In my next installment of bad jobs, I found the class -- whipping boy.  This job is from the Tudor period (from 1485 through 1603).  It may not be the worst job but I still found it extremely interesting and decided to include it.  Author's right.

Whipping Boy -- As we all know, the monarch rules by divine right. For those of you without education, let me inform: the king or queen is chosen by God to rule, and therefore any heir to the throne who will later become a king or queen must also be divine. Of course, this means that it would be highly illegal, not to say most undesirable, to chastise, clip, whack or slipper a young prince or princess for any infraction of the rules.

Here's your opening: a post is available as royal whipping boy.

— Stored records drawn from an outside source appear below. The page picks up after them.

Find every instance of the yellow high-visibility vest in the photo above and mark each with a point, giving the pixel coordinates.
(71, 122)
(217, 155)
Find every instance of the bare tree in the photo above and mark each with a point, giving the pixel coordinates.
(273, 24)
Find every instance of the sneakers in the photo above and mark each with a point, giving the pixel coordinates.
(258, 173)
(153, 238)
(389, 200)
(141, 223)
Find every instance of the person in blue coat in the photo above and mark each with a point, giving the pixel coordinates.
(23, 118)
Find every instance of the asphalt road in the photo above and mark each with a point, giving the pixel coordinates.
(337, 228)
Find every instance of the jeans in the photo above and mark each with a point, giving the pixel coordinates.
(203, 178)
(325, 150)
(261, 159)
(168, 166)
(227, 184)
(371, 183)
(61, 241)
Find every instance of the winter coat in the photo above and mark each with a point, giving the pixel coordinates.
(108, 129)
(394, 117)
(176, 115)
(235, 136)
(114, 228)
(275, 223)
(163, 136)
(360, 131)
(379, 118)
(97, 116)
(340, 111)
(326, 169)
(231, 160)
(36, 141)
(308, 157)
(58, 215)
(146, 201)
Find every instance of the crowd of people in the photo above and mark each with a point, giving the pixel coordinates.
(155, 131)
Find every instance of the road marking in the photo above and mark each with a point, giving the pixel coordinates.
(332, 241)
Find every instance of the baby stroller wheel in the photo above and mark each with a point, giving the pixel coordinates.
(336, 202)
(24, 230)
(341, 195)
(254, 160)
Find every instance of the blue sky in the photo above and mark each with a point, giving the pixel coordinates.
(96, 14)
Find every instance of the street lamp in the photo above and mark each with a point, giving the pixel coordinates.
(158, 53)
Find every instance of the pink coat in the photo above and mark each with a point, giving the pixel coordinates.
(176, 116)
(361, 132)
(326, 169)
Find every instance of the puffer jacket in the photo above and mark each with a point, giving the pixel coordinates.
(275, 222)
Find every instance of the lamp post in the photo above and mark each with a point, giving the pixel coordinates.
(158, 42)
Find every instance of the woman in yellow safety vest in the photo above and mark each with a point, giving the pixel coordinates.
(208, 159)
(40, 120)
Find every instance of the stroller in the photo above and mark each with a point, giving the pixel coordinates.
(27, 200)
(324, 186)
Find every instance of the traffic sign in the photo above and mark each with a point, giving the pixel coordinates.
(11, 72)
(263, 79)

You will be fed, housed and clothed by the royal court - all you have to do is make yourself available to touch your toes whenever the sweet prince or princess does anything bad. By taking the punishment of a royal caning on behalf of the heir, you can console yourself by knowing that you are protecting the royal backside. The secreting of a wad of parchment down the trousers whenever you hear the order 'Get me the whipping boy!' is not permitted.